Nasceranno 13 sistemi integrati per sostituire gli attuali 41 scali italiani: lo prevede il nuovo Piano nazionale aeroporti per il 2026-2035 che stima entro quella data 305 milioni di passeggeri dagli attuali 230 milioni. Atteso da tempi dagli operatori, il piano prende spunto dall’esperienza della regione Puglia ed è destinato a rivoluzionare il sistema dei trasporti italiani.
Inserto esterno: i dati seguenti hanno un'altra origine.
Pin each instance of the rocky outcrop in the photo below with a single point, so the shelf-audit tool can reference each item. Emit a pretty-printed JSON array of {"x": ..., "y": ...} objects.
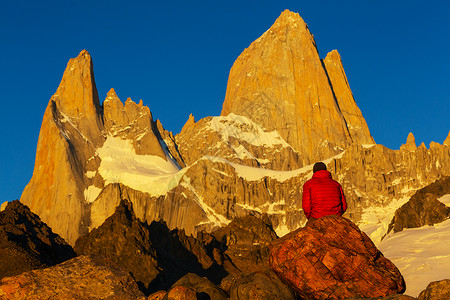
[
  {"x": 153, "y": 254},
  {"x": 423, "y": 208},
  {"x": 447, "y": 140},
  {"x": 260, "y": 285},
  {"x": 331, "y": 258},
  {"x": 410, "y": 143},
  {"x": 27, "y": 243},
  {"x": 279, "y": 82},
  {"x": 436, "y": 290},
  {"x": 70, "y": 129},
  {"x": 83, "y": 277}
]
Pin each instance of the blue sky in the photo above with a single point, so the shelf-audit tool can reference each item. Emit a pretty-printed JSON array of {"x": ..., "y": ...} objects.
[{"x": 176, "y": 56}]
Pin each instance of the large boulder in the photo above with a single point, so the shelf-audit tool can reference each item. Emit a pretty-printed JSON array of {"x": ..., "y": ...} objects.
[
  {"x": 260, "y": 285},
  {"x": 436, "y": 290},
  {"x": 27, "y": 243},
  {"x": 331, "y": 258},
  {"x": 203, "y": 287},
  {"x": 423, "y": 208},
  {"x": 83, "y": 277}
]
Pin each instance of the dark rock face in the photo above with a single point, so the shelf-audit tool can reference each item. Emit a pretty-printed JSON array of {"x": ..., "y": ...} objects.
[
  {"x": 260, "y": 285},
  {"x": 83, "y": 277},
  {"x": 204, "y": 288},
  {"x": 124, "y": 240},
  {"x": 246, "y": 240},
  {"x": 436, "y": 290},
  {"x": 27, "y": 243},
  {"x": 153, "y": 254},
  {"x": 332, "y": 259},
  {"x": 423, "y": 208}
]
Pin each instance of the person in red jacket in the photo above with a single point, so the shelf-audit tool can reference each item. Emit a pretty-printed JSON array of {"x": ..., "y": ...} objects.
[{"x": 322, "y": 196}]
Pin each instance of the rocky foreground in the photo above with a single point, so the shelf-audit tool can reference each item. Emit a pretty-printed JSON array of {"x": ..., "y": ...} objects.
[{"x": 129, "y": 259}]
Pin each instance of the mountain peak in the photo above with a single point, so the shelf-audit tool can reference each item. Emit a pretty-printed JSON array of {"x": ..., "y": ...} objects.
[
  {"x": 447, "y": 140},
  {"x": 280, "y": 83}
]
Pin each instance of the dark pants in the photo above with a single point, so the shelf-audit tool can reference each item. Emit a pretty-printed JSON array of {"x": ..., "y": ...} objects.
[{"x": 310, "y": 221}]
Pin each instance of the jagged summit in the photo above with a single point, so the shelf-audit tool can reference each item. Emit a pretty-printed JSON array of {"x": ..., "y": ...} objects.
[
  {"x": 447, "y": 140},
  {"x": 281, "y": 83},
  {"x": 410, "y": 143}
]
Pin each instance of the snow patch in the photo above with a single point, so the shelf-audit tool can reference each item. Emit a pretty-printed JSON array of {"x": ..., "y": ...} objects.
[
  {"x": 421, "y": 254},
  {"x": 91, "y": 174},
  {"x": 147, "y": 173}
]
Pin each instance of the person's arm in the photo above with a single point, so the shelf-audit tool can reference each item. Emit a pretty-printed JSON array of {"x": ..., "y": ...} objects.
[
  {"x": 344, "y": 202},
  {"x": 306, "y": 200}
]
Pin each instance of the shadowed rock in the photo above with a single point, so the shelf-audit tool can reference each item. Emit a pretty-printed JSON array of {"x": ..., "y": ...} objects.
[
  {"x": 83, "y": 277},
  {"x": 331, "y": 258},
  {"x": 125, "y": 241},
  {"x": 204, "y": 288},
  {"x": 27, "y": 243},
  {"x": 436, "y": 290}
]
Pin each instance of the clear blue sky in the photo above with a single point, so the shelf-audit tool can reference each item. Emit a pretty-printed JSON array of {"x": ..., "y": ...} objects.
[{"x": 176, "y": 56}]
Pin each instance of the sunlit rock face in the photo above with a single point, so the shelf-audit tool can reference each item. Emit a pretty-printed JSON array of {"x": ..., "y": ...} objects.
[{"x": 281, "y": 83}]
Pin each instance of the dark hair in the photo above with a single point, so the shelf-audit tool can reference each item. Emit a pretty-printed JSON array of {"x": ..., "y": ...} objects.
[{"x": 319, "y": 166}]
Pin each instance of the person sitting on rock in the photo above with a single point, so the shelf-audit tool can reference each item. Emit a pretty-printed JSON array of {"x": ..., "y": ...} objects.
[{"x": 322, "y": 196}]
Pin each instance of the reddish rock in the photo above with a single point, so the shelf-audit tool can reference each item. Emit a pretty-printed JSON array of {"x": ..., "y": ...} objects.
[
  {"x": 260, "y": 285},
  {"x": 331, "y": 258},
  {"x": 159, "y": 295},
  {"x": 436, "y": 290},
  {"x": 83, "y": 277}
]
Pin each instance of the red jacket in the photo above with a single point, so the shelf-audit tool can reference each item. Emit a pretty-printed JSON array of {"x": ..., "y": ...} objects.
[{"x": 323, "y": 196}]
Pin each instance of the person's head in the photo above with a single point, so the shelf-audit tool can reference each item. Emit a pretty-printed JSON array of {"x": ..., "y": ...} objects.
[{"x": 319, "y": 166}]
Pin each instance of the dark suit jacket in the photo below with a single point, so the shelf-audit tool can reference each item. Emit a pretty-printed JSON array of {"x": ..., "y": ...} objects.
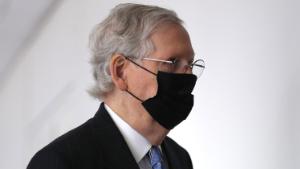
[{"x": 98, "y": 144}]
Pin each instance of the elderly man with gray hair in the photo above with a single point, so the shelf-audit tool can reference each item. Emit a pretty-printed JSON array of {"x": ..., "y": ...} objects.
[{"x": 144, "y": 70}]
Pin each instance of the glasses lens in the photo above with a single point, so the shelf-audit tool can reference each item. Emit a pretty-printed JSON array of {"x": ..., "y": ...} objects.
[{"x": 198, "y": 67}]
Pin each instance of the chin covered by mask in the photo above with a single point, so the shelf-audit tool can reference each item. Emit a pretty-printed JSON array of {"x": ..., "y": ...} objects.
[{"x": 173, "y": 101}]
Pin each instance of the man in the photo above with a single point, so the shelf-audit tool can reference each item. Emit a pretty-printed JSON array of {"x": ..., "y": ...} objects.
[{"x": 145, "y": 72}]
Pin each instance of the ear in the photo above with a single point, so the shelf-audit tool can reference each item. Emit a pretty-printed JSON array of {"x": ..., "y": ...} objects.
[{"x": 117, "y": 66}]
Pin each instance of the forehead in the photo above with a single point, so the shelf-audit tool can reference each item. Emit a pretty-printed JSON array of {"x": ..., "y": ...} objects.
[{"x": 172, "y": 40}]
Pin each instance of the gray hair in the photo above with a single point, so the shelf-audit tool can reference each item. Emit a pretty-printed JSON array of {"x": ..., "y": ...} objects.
[{"x": 126, "y": 31}]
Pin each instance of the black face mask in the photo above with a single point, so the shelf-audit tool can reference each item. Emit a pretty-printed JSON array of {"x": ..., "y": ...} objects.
[{"x": 173, "y": 101}]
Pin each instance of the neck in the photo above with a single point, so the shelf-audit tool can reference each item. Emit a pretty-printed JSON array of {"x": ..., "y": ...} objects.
[{"x": 134, "y": 114}]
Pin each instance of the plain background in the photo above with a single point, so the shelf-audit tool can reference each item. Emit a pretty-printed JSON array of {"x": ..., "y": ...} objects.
[{"x": 246, "y": 113}]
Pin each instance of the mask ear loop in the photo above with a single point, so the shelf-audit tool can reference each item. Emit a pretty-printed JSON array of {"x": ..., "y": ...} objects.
[
  {"x": 143, "y": 69},
  {"x": 134, "y": 96},
  {"x": 140, "y": 66}
]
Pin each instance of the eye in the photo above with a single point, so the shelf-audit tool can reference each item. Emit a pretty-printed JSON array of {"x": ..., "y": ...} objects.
[{"x": 173, "y": 60}]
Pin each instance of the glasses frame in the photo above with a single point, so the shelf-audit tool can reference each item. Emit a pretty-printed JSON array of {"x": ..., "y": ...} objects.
[{"x": 191, "y": 65}]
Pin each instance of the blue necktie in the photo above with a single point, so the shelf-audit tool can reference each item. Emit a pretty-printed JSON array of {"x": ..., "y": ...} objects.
[{"x": 156, "y": 158}]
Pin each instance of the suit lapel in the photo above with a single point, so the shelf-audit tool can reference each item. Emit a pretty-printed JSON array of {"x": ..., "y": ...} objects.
[{"x": 112, "y": 146}]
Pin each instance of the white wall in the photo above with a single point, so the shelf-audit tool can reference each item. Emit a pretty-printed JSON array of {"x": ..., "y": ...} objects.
[{"x": 246, "y": 113}]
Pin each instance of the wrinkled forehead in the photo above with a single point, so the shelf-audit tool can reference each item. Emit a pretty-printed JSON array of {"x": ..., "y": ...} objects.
[{"x": 172, "y": 41}]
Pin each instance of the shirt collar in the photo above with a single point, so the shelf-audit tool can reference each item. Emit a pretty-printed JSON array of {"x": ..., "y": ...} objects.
[{"x": 137, "y": 143}]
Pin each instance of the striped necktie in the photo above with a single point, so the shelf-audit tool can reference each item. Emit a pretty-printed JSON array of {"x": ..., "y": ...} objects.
[{"x": 156, "y": 158}]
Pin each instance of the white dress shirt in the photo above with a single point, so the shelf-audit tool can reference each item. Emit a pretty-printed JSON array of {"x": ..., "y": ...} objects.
[{"x": 137, "y": 143}]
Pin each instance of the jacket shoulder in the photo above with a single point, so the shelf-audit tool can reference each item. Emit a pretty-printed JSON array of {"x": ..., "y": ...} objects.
[{"x": 71, "y": 150}]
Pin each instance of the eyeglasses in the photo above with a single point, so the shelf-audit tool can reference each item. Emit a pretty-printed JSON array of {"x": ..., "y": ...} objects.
[{"x": 180, "y": 66}]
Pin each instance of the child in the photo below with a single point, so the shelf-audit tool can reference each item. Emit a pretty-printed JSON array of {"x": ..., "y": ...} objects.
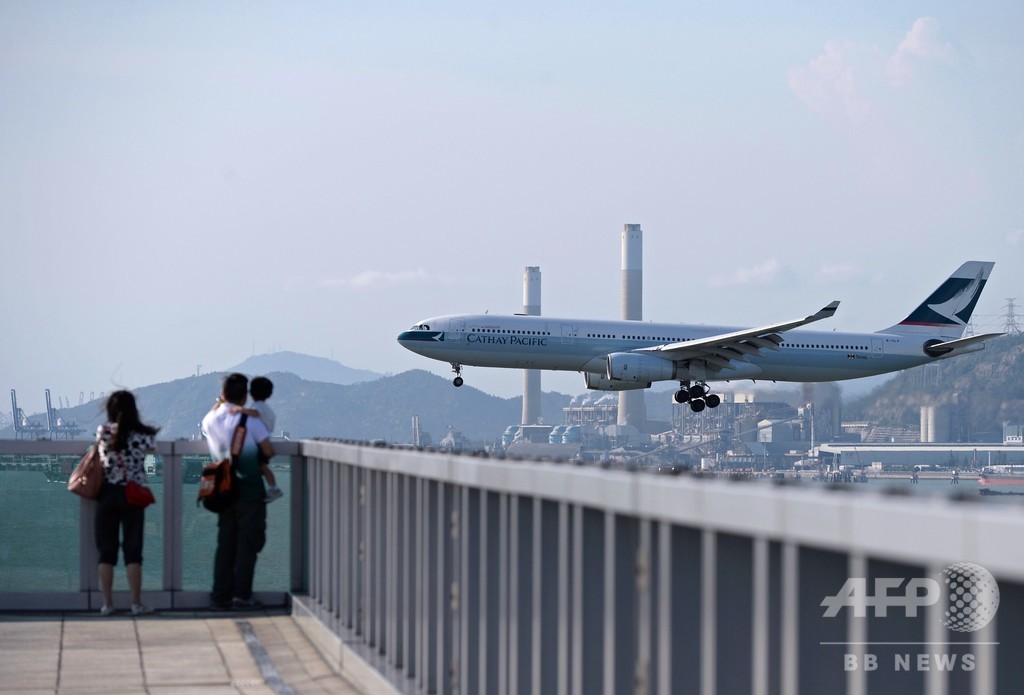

Il documento strategico messo a punto dal Mit e affidato all’Enac è stato presentato a Roma alla presenza del ministro delle Infrastrutture e dei Trasporti, Matteo Salvini e dei rappresentanti istituzionali, operatori del settore e parti sociali. L’idea è quella di superare il concetto di bacino di utenza puntando alle capacità degli aeroporti anche minori, salvaguardando le realtà locali. Sostenibilità, digitalizzazione e innovazione tecnologica sono i principi pilastri su cui si basa il piano che lascia spazio alla integrazione intermodale con il sistema ferroviario per migliorare l’accessibilità e ridurre l’impatto ambientale.
Il progetto individua diverse aree strategiche: Nord Est, Nord Ovest, Milano con gli scali di Linate e Malpensa, Emilia-Romagna, Toscana, Lazio, Roma Fiumicino, Campania, Puglia, Calabria, Sicilia occidentale e orientale e Sardegna. Particolare attenzione è dedicata allo sviluppo del traffico cargo, oggi concentrato soprattutto su Milano Malpensa, con l’obiettivo di estenderlo anche agli aeroporti di Brescia, Grottaglie, Roma e Bologna.
L’idea delle aree aeroportuali integrate nasce dall’esperienza della Puglia, dove gli scali regionali – Bari, riconosciuto di rilevanza internazionale, Brindisi, Foggia e Taranto-Grottaglie – hanno adottato da anni, primi in Italia, un modello di gestione sinergica. Come ha spiegato il presidente di Aeroporti di Puglia, Antonio Maria Vasile: «Mettere in rete gli aeroporti pugliesi secondo logiche di cooperazione, sostenibilità, intermodalità, digitalizzazione, superando una visione frammentata degli scali, ci ha consentito di rafforzare la competitività della Puglia. Il fatto che il nostro modello, prima e unica rete aeroportuale italiana, venga assunto come riferimento è motivo di orgoglio».
Il piano pone al centro i temi della sostenibilità, attraverso l’utilizzo di carburanti alternativi, e della digitalizzazione, con lo sviluppo delle torri di controllo digitali: la prima torre di controllo di digitale si trova a Brindisi da dove viene controllato il traffico di 13 aeroporti minori. Attenzione particolare viene riservata anche all’intermodalità, con l’integrazione tra trasporto aereo e ferroviario. Nel documento trova spazio anche il futuro della mobilità urbana, con i velivoli elettrici a decollo verticale (eVTOL), pensati per migliorare la connettività tra città e aeroporti e allo spazioporto: Grottaglie sarà un hub peri i voli suborbitali e per le nuove attività aerospaziali.